Ask YC.news: Adequate, cheap motels near the YC-plex? - phony_identity

======
RyanGWU82
If you're going to have a car, there are a whole bunch of independent motels
on El Camino Real in Palo Alto and Mountain View. Many of these aren't
advertised on sites like Expedia, so just use Google Maps to find them, and
then contact them directly for rates. Some of 'em look kinda sketchy, but
they're all safe, lots of nearby food, and probably clean enough. ;-) Hit me
up directly if you want a local's opinion on a particular Mountain View motel.
(At least how it looks from the outside.)

Also, you can get great deals on Priceline for excellent hotels near San
Francisco Airport. I've gotten rooms a couple times for under $40 per night
for 3 or 4 star properties. (The 3 star ones may be better because they won't
gouge you on parking and Internet.) Check out www.biddingfortravel.com to see
what kind of rates people are getting. Most airport hotels have transportation
shuttles, so you can stay near the airport and take Caltrain to your
interview. But, shuttle-BART-Caltrain is a bit of a schlep.

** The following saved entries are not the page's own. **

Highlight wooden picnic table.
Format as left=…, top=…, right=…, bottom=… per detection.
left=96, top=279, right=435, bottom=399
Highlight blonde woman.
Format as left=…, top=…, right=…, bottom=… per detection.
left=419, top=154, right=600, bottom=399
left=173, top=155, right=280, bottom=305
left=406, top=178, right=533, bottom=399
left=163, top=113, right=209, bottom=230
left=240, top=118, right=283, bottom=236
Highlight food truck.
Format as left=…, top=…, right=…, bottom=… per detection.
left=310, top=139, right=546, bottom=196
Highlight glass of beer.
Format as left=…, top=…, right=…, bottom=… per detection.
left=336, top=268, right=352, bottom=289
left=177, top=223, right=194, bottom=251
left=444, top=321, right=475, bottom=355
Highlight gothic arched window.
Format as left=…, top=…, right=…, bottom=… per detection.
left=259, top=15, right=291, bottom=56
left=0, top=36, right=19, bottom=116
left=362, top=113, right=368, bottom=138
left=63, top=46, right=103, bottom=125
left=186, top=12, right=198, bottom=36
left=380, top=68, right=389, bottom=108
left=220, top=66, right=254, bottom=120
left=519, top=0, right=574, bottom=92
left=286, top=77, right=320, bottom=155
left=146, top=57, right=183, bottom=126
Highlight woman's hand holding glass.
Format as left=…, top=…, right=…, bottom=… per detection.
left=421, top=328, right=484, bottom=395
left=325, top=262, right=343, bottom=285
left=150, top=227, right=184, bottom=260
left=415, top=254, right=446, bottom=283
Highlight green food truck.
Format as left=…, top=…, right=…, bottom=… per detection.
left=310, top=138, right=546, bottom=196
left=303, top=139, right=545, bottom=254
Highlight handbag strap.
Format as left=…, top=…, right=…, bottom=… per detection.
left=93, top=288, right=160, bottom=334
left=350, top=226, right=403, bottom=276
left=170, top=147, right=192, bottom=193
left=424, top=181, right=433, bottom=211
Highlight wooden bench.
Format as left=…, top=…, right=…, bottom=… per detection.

Congrats and good luck! Are the interviews this weekend or next?

------
madanella
I also highly recommend using Priceline for hotels. Especially in the bay
area. We pay 28-45 dollars/night and often end up in 3.5-4 star hotels.

------
pg
You don't have to be near us. You can stay anywhere near a Caltrain stop,
because it stops within walking distance of YC.

------
dfranke
Pacific Inn in Redwood City.